A warehouse to our left reminds us this was a trading waterway. The massive (by UK standards) lock was built in 1926 as part of improvements to allow larger barges to reach Nottingham. Commercial traffic has disappeared along with the lock keeper so if the traffic light shows amber boat crew have to operate the lock themselves. Fortunately it is fully mechanised. Below the lock we get the best view of the weir where turbulence in the water fed by sewage treatments outflows from Birmingham, Stoke and all the towns along the way creates that distinctive foam and smell. Don't let this put you off a visit, it soon disperses. It would be surprising to walk along this next reach without seeing a boat on the move. White cruisers, some capable of sea going, or long thin steel 'narrow boats' move more sedately unused to such an expanse of water.

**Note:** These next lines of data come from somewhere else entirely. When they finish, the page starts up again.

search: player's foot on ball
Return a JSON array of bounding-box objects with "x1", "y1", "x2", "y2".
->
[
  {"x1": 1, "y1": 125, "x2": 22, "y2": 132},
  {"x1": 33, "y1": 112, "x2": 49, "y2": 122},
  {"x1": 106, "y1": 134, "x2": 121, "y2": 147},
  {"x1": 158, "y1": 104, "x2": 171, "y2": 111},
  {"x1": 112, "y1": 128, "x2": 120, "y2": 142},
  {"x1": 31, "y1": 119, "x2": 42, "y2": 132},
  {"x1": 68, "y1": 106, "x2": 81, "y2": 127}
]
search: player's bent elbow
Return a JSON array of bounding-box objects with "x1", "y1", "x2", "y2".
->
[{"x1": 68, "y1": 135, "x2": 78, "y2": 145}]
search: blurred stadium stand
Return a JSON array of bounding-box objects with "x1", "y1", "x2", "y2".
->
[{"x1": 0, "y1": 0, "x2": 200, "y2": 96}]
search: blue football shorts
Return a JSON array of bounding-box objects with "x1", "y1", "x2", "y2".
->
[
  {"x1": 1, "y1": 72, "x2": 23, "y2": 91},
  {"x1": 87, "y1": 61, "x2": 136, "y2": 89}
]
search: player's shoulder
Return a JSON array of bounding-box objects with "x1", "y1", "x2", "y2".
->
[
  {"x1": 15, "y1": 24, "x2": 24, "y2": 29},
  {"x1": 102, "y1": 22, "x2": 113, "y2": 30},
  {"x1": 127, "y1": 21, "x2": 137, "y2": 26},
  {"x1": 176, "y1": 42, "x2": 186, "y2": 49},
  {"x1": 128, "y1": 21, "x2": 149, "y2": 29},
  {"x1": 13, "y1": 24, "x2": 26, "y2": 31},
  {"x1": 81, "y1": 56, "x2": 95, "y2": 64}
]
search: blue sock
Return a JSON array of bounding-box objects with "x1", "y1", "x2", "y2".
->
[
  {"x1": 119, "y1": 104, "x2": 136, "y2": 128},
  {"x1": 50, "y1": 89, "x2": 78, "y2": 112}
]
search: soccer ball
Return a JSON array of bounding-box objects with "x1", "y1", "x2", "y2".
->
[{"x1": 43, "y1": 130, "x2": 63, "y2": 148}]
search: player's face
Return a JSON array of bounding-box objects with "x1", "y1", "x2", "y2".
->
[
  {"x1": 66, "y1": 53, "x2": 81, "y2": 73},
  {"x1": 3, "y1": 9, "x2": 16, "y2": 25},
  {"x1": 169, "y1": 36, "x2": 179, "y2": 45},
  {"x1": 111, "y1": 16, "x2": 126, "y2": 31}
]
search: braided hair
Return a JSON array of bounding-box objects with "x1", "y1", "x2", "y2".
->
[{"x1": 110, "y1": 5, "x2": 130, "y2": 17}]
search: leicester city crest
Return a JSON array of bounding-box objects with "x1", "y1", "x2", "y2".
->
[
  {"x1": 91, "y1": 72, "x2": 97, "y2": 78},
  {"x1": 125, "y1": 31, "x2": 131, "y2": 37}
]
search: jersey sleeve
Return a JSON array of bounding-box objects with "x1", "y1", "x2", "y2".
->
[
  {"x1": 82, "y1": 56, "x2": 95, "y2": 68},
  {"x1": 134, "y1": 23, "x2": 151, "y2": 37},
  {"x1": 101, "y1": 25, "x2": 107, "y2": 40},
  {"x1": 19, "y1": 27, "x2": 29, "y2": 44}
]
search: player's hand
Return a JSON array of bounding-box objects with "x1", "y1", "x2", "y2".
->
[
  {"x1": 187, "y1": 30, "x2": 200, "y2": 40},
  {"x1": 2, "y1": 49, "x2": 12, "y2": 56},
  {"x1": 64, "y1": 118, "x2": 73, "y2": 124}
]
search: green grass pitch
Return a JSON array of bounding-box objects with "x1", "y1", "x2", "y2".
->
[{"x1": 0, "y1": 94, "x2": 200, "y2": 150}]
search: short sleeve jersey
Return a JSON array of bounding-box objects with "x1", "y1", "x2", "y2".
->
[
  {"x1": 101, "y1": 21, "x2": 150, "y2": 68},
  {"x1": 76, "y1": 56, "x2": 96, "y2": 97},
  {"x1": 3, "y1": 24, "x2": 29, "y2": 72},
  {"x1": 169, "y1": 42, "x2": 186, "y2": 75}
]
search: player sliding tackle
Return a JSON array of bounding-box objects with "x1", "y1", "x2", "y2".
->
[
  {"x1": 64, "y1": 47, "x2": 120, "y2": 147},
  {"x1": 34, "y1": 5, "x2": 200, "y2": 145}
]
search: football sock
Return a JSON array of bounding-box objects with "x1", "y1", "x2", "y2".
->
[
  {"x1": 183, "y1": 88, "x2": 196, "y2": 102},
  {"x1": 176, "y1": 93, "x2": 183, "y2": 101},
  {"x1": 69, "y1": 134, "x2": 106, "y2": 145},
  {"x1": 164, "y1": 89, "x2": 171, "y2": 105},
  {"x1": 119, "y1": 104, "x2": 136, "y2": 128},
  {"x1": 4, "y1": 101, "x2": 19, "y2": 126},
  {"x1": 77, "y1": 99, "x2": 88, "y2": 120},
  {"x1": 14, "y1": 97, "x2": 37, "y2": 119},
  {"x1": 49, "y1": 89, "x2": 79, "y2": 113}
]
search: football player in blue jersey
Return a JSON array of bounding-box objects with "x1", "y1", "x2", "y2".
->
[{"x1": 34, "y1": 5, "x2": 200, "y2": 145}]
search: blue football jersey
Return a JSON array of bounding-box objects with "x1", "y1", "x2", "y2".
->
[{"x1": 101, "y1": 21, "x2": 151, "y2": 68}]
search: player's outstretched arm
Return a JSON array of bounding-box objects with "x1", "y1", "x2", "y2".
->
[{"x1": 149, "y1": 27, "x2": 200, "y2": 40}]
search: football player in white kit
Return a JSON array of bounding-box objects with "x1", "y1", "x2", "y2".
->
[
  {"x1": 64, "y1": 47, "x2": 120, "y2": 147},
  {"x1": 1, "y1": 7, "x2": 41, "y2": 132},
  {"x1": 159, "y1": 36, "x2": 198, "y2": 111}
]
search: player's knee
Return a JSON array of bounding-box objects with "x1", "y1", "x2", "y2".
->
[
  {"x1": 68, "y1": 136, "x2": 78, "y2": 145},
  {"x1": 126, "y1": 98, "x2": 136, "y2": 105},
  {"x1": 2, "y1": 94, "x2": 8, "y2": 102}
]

At the time of my walk there was much talk of low river levels and the desperate need for more rain but there was an evident current on the wide and deep Trent. I passed an evaluation site for the installation of more wind turbines. No doubt someone will say not in my backyard. I was interested to see that some of the old towpath double gates have been retained. They can be difficult to operate but they could be a unique feature of the Trent Navigation so worth preserving. Having been around on the internet a steel structure on the left attracts my attention as it might be of interest to The Pylon Appreciation Society. I am also attracted to Fernhill, a new home for sale but out of my league. I quote from the agents blurb:- stunning newly built home, lovingly crafted by one of the Midland's most sought after developers, Guy Phoenix.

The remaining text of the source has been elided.